Asil Miran, tatlı oğlum, can oğlum benim..
Bugün tam senin yaşında bir çocuk yaktı ciğerlerimizi annecim. Yaşasaydın şu anda olacağın yaşta tatlı bir çocuk, Ahmet. Ne onun bizden haberi vardı ne de bizim ondan. Bütün soğukkanlılığımızı takınıp sınıfta abinin karne almasını beklerken onu çağırdı öğretmen, gelsin ablasının karnesini o versin diye. Geldi de minik Ahmet, geldi ve o şaşkın, şirin haliyle verdi ablasına karneyi. Sınıftaki herkes gülüyordu. Sadece babanla ben ne yapacağımızı bilemeden, kalbimiz parçalana parçalana o sahneyi izliyor, bir yandan da inşallah Efe'nin aklına da kendi kardeşi gelmiyordur diye dua ediyorduk. Babanın gözyaşlarını tutamadığını görünce bir bakışla anlattım ağlamaması gerektiğini. Efe anlamamalı, üzülmemeliydi. Ve anladı da baban, tuttu kendini. Hani derler ya "Bağrına taş basmak", işte tam da öyle yaptı baban biliyorum. O küçücük çocuk dağ gibi babanı, beni yaktı attı. Dondu gözlerimizdeki yaş, oturdu boğazımıza bir yumru, yandı bağrımız.
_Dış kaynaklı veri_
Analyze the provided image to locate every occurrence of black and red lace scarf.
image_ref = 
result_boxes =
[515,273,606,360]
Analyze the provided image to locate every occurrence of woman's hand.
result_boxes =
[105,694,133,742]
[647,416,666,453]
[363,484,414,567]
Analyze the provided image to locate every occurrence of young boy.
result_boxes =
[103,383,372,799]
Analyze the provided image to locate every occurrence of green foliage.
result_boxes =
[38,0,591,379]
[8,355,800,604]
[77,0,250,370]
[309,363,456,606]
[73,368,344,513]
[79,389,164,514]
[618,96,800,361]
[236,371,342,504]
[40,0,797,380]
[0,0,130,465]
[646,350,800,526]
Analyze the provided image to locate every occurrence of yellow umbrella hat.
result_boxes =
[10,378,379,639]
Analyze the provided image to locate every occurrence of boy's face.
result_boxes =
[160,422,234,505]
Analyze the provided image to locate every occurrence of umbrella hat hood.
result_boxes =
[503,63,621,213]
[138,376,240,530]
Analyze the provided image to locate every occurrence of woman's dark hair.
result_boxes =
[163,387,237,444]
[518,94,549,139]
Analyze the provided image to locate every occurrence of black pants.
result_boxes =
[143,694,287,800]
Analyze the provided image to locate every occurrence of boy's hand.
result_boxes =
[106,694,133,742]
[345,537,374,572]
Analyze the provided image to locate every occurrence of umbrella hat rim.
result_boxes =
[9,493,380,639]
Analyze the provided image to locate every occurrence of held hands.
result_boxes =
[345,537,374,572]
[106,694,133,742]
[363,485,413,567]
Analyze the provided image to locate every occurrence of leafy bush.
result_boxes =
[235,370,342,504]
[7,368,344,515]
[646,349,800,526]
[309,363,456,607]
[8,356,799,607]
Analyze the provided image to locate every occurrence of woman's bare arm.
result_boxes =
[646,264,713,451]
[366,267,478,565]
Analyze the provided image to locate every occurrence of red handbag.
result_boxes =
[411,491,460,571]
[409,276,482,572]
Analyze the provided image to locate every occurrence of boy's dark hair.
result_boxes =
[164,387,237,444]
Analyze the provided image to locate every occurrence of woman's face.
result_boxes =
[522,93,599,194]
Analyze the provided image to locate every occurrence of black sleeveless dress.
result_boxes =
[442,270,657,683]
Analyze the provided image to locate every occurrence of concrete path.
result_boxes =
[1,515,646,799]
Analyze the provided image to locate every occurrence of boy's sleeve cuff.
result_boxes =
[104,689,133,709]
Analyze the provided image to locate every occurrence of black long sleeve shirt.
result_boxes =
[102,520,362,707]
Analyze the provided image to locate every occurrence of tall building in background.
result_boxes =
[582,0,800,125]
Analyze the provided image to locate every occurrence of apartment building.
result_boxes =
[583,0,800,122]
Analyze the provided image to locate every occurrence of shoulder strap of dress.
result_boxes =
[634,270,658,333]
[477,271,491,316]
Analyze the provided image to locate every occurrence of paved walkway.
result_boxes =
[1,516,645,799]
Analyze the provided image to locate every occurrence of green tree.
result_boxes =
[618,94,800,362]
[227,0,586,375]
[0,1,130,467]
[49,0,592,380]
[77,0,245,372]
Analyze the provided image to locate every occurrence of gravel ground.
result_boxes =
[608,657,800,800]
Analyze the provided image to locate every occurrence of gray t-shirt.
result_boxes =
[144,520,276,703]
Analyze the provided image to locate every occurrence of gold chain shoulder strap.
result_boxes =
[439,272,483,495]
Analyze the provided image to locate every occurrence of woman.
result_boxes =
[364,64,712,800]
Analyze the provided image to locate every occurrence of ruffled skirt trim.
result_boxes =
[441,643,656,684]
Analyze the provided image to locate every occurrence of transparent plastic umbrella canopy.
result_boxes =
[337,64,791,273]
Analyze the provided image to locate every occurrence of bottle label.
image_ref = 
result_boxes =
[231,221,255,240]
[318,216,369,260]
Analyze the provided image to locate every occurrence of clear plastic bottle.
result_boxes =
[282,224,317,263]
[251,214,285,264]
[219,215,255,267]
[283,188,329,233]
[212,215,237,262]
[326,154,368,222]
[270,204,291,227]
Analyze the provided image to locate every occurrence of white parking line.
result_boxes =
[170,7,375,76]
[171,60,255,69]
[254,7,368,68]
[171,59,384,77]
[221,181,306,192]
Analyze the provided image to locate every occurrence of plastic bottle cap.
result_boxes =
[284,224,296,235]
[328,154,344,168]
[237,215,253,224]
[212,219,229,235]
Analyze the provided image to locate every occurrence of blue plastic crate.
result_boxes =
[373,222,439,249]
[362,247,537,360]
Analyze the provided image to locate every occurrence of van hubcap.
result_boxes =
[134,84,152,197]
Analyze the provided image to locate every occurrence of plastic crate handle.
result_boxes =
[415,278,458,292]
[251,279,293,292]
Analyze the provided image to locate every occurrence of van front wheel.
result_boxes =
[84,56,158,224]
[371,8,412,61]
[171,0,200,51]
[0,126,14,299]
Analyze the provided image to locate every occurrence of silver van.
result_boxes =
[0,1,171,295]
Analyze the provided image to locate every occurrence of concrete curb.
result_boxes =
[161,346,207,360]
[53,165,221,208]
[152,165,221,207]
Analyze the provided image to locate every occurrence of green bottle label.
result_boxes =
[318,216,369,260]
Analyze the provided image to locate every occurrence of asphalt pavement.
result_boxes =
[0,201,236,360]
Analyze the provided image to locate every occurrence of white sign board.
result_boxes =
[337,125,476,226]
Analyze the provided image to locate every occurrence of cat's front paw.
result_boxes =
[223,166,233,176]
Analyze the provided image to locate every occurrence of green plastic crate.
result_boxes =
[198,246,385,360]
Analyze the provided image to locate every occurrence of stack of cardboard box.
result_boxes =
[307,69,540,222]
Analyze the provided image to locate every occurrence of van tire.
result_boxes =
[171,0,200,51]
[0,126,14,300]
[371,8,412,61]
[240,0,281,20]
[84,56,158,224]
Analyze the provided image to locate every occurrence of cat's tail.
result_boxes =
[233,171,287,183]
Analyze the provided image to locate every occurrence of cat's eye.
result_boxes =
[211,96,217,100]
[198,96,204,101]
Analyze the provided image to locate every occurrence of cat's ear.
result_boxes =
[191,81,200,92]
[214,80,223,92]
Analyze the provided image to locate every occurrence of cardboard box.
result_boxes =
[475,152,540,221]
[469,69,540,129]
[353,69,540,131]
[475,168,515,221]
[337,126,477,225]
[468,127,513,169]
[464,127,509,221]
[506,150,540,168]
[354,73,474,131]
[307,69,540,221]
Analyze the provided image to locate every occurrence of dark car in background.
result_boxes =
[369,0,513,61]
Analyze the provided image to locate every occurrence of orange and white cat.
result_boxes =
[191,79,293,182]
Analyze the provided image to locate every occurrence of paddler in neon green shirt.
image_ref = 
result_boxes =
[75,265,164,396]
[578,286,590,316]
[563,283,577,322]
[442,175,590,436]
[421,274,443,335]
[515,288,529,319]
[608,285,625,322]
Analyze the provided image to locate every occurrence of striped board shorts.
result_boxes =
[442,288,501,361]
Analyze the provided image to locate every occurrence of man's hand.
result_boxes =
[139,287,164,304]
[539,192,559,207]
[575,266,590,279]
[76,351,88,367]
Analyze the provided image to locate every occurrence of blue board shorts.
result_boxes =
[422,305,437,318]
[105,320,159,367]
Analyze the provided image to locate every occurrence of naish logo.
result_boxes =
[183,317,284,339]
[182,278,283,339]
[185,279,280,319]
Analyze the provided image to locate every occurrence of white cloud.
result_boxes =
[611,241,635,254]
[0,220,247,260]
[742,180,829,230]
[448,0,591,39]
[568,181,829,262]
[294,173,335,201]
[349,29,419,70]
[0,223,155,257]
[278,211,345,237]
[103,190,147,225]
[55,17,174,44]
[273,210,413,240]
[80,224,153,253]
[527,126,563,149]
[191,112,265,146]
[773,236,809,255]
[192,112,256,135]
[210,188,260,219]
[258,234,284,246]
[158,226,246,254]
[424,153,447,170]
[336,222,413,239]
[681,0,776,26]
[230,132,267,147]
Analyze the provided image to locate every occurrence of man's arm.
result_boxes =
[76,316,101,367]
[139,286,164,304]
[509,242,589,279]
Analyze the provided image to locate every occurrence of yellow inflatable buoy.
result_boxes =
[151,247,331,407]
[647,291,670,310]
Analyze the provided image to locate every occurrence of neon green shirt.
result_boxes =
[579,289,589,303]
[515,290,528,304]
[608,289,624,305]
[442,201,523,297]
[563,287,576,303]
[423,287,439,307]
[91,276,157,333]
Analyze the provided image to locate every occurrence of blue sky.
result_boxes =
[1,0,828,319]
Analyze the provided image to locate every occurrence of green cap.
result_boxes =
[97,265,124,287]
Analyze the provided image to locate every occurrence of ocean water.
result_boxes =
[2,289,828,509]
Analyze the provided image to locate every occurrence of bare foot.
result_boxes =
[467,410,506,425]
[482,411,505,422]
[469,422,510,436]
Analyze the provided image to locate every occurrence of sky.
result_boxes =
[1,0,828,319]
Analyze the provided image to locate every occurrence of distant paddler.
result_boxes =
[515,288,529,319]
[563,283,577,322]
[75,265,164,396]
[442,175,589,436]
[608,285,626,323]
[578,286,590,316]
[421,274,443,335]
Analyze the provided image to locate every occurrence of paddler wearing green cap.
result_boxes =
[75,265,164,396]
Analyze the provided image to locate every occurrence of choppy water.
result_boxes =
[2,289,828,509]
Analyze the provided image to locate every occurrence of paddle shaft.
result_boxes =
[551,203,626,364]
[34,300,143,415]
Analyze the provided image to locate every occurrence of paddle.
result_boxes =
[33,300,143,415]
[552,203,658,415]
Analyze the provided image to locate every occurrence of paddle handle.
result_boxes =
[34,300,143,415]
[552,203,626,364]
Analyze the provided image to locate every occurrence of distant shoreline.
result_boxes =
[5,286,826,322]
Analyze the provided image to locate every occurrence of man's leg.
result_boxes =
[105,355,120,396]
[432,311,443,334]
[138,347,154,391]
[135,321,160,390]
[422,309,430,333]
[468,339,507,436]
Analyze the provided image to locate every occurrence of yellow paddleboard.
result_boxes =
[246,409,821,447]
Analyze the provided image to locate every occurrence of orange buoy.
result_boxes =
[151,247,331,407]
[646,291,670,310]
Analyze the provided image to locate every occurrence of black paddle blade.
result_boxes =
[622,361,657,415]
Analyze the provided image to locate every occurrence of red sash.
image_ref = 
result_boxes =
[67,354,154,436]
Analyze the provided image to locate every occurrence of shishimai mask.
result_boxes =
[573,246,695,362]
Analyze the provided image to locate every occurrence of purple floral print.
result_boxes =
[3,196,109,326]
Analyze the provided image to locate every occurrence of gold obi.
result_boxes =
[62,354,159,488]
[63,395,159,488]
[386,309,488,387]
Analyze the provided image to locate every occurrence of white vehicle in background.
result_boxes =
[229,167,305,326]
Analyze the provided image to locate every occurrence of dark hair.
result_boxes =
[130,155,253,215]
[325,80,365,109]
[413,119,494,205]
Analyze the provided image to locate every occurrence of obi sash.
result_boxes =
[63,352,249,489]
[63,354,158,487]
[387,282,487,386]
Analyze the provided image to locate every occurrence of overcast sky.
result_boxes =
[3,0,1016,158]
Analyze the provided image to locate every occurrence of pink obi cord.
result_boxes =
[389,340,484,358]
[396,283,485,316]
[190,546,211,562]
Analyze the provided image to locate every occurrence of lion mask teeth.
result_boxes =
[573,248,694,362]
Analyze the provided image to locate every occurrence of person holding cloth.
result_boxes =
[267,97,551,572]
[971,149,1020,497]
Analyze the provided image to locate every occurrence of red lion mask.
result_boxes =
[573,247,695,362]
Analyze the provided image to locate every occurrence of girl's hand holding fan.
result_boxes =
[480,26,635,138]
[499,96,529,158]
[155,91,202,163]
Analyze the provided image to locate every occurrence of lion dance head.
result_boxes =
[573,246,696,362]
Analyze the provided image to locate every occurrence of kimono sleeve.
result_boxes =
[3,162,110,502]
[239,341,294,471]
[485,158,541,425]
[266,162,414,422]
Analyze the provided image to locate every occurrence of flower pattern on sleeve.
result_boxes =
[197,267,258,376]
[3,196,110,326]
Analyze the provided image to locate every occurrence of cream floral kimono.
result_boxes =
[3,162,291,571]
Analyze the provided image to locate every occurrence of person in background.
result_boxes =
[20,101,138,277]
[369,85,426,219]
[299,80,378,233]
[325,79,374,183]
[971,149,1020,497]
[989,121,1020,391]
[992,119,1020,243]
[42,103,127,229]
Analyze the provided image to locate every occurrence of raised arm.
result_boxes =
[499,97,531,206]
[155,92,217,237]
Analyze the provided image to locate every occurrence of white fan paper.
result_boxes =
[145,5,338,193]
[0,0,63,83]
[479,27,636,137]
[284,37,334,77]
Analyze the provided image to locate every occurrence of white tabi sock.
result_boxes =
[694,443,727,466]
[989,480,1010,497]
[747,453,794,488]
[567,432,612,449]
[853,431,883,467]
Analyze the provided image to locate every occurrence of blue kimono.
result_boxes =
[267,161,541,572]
Çünkü ölmeseydin seni de tahtaya çağırırdı öğretmen, sen de abine karnesini verebilirdin. Ölmeseydin abin de yanına oturturdu seni, bir kağıt bir kalem de o verirdi sana, kağıdı karalamana gülerdi o da. Ölmeseydin abin de nasıl iyi bir abi olduğunu gösterebilirdi sınıf arkadaşlarına. Ölmeseydin karne aldığı gün hem de okul birincisi olduğu için başarı belgesi alırken, bütün sınıf ona imrenirken, kardeşi yaşayan arkadaşını kıskanmayacaktı abin.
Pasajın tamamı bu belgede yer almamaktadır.